The early voting tally is about 2 percent of the registered voters in the district, which runs from the Heights through downtown, along Interstate 45, to parts of Pasadena and South Houston.
[…]
The lowest turnout in a Texas legislative special election since at least 1992 occurred in May 2016, when state Rep. Jarvis Johnson won the House seat vacated by Mayor Sylvester Turner, according to Texas Election Source publisher Jeff Blaylock. That election drew 1,841 voters.
See here for my previous update on HD145, as well as my explanation for why voting has been so slow. The comparison to the 2016 special election for HD139 isn’t really a good one, because that election was completely without consequence. It was for the last few months of now-Mayor Sylvester Turner’s unexpired term, during which the Lege was not in session and was not about to do anything. The real election in HD139 was the Democratic primary, which had already been won by Rep. Johnson. All the special did was give him a leg up in seniority over his fellow members of the legislative class of 2016. There was no campaign for this, and he had one token opponent.
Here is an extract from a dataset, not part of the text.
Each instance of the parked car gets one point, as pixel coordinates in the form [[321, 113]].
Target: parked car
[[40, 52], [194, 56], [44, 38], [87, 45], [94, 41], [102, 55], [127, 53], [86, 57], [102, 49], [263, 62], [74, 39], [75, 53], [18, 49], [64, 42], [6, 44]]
A better comparison would be to the March 31, 2015 special election in HD124. Like this one, that was to fill a legislative vacancy following a special election to fill a vacancy in the State Senate. Those voters had an even better claim to fatigue, as the SD26 special election had gone to a runoff, so this was their third post-November campaign. A mere 1,961 people voted in that election, which was 2.25% turnout of the 88,006 registered voters.
The 1,528 voters so far in HD145 represent 2.15% turnout of the 71,229 registered voters (that figure is as of last November). HD145 will easily surpass HD124 in turnout as a percentage of registered voters, as it has already surpassed it in total voters. As I suggested in my earlier post, the turnout in the SD06 special election was 4.69%, and 4.69% turnout in HD145 would be 3,340 voters. We’re a bit short of halfway there now, but it’s certainly doable on Tuesday.
Oh, and I mentioned that the 2015 HD124 election also had a runoff. Turnout in the HD124 runoff was 2,439 voters, or 2.77% of registrations, in an election that was exactly three weeks later. We saw the same pattern in the runoff for SD06 in 2013 and the runoff for City Council District H in 2009, both of which had higher turnout than the original elections. The runoff in HD145, I boldly predict right now, will have higher turnout than this election has.
Republicans are actively working to elect as many Republicans as they can. They are silently working for the only Republican in that race. Would not be surprised if the Democrats lose that race.